On March 14, millions of high school students sat down to take the first SAT of 2026. Every year, peak testing season reignites the same debate: Are standardized tests fair? It’s the wrong question. The test itself is not the main source of disparity in college admissions. The preparatory system surrounding it is
During the pandemic, hundreds of colleges adopted test-optional policies, fueling arguments that the SAT and ACT are inherently biased and should be removed to level the playing field. As many institutions now reinstate testing requirements, the debate has returned with renewed intensity. But her critics are aiming at the wrong target.
In principle, standardized tests serve as equalizers. They provide admissions officers with a common standard for comparing students at thousands of high schools with widely varying grading standards, rigor, and resources. A high GPA at a rural public school may reflect a very different academic environment than that at a prestigious private school. A high SAT or ACT score, on the other hand, means the same thing regardless of where a student comes from.
No test is completely neutral. Questions of cultural bias, test design, and unequal access to preparation have long shaped the conversation. But even with these limitations, standardized testing remains one of the few tools that can overcome systemic differences in schooling. The issue is less the existence of the benchmark than the uneven conditions under which students prepare for it. The problem is what happens, or what doesn’t, leading up to test day.
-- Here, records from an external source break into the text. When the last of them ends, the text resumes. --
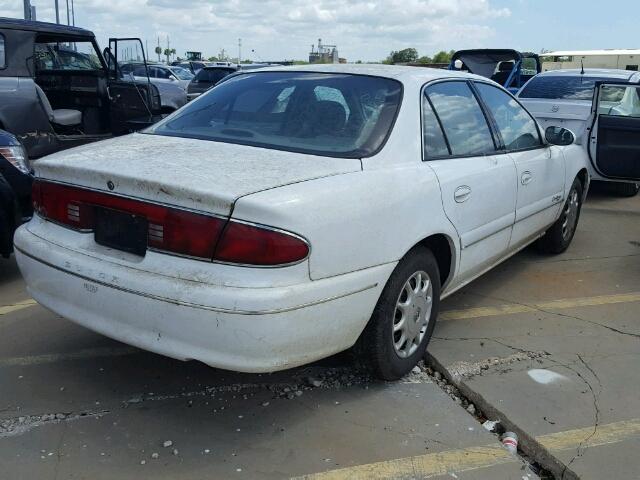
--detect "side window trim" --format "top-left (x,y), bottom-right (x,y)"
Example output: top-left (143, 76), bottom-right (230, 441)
top-left (420, 78), bottom-right (502, 162)
top-left (470, 80), bottom-right (547, 153)
top-left (0, 33), bottom-right (8, 70)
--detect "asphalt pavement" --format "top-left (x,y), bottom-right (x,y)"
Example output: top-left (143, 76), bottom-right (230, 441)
top-left (0, 186), bottom-right (640, 480)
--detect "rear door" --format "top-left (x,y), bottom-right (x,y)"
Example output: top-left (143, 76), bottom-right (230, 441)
top-left (105, 38), bottom-right (160, 134)
top-left (474, 82), bottom-right (565, 248)
top-left (422, 81), bottom-right (517, 281)
top-left (589, 83), bottom-right (640, 181)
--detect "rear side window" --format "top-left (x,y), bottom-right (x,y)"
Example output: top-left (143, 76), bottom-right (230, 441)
top-left (422, 95), bottom-right (449, 158)
top-left (475, 83), bottom-right (542, 151)
top-left (518, 75), bottom-right (606, 100)
top-left (426, 82), bottom-right (496, 155)
top-left (195, 68), bottom-right (234, 83)
top-left (0, 33), bottom-right (7, 68)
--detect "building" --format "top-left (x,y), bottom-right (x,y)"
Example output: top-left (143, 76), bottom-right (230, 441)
top-left (540, 49), bottom-right (640, 71)
top-left (309, 38), bottom-right (346, 63)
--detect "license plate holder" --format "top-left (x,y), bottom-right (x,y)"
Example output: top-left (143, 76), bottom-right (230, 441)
top-left (94, 207), bottom-right (149, 257)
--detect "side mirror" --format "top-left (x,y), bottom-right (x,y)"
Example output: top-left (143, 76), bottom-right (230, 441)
top-left (544, 127), bottom-right (576, 147)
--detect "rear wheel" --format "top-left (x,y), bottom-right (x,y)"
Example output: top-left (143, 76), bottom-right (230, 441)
top-left (362, 247), bottom-right (440, 380)
top-left (611, 183), bottom-right (640, 197)
top-left (538, 178), bottom-right (582, 253)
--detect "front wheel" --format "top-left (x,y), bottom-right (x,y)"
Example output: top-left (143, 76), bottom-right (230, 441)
top-left (538, 178), bottom-right (582, 254)
top-left (362, 247), bottom-right (440, 380)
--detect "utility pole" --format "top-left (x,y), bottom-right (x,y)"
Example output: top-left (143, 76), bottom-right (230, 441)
top-left (23, 0), bottom-right (31, 20)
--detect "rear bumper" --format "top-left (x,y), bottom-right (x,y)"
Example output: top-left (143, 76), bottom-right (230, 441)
top-left (15, 226), bottom-right (395, 372)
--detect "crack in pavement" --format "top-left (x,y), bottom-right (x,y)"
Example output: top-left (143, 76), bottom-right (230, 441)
top-left (549, 354), bottom-right (602, 480)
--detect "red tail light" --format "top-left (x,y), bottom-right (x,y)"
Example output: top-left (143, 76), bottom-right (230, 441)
top-left (31, 180), bottom-right (309, 266)
top-left (214, 221), bottom-right (309, 266)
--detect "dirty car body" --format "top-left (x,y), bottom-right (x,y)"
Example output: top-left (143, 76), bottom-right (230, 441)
top-left (15, 65), bottom-right (588, 378)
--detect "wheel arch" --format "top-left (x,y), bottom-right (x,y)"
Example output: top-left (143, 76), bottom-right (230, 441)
top-left (405, 233), bottom-right (456, 290)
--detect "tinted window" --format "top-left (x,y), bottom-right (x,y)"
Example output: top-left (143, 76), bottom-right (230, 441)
top-left (147, 72), bottom-right (402, 158)
top-left (426, 82), bottom-right (495, 155)
top-left (195, 68), bottom-right (234, 83)
top-left (598, 85), bottom-right (640, 117)
top-left (422, 95), bottom-right (449, 158)
top-left (0, 34), bottom-right (7, 68)
top-left (518, 75), bottom-right (606, 100)
top-left (34, 42), bottom-right (102, 71)
top-left (476, 83), bottom-right (542, 151)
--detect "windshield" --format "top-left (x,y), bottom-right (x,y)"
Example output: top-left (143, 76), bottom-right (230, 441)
top-left (170, 67), bottom-right (193, 80)
top-left (195, 68), bottom-right (235, 83)
top-left (146, 72), bottom-right (402, 158)
top-left (34, 42), bottom-right (102, 71)
top-left (518, 75), bottom-right (607, 100)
Affluent families spend thousands of dollars on private tutors, boutique prep programs, and customized study plans designed to maximize results. Traditional tutors often charge $200 an hour or more, are only available at limited times, and book up months in advance. For these families, test prep is just another easy investment in their child’s future and long-term success. For most American families, this investment is out of reach. Able and ambitious students from middle- and low-income families often prepare for the SAT or ACT with little more than an outdated prep book or free online materials that do not reflect current exam formats. Without structured instruction or targeted feedback, even gifted students hit a ceiling that has nothing to do with ability.
The results are predictable. Research by economists at Harvard found that less than 5 percent of middle-class students score above 1300 on the SAT, and only one in five low-income students even take the test at all. Among students from wealthier families, a third scored 1,300 or more. These inequalities are structural. Test scores affect access to selective colleges, merit-based scholarships and, ultimately, long-term economic mobility. When preparation is unequal, the opportunities associated with those outcomes also become unequal.
This is why the test-optional movement misses the point. Removing testing requirements does not eliminate inequality. It just makes it harder to see. Without a common metric, admissions decisions rely more on signals that are often distributed even more unevenly: extracurricular programs, letters of recommendation, and school-specific grading systems. Research shows that strong SAT scores show up often high-achieving students from under-resourced schools which might otherwise be overlooked. The answer is not to lower the bar. It is to expand access to what is needed to clear it.
AI-powered learning tools are making meaningful test preparation accessible to students who could never afford a private tutor. These tools offer diagnostic assessments, adaptive practice that fits in real time, and structured study plans, all without the price tag that has historically privileged this type of preparation. Unlike static preparation materials, adaptive systems continuously analyze a student’s performance, identify specific gaps, and adjust the difficulty, pace, and content of practice in real time. The result is a feedback loop that is far more responsive than traditional one-size-fits-all approaches.
Early results are promising. Many students using these tools are seeing SAT gains of 100 points or more and ACT gains of three points or more, improvements that can make a meaningful difference where a student applies and is accepted. I have seen this game first hand. My daughter used AI-powered prep tools while preparing for the SAT and improved her score by 140 points, significantly expanding her college options. What impressed me was not just the result. It was how similar the experience was to what private tutoring offers, but on her own schedule and at a fraction of the cost. If that kind of access had been available to every student in her class, regardless of what their parents could afford, the landscape would look very different.
Educational equity does not come from eliminating standards. It comes from ensuring that every student, regardless of zip code or family income, has a real opportunity to meet them. Expanding access to high-quality, technology-driven test preparation through schools, public programs, or partnerships would do much more to level the playing field than eliminating standardized tests entirely. For decades, meaningful test preparation has been a luxury reserved for those who could pay for it. Today, the tools to change that finally exist.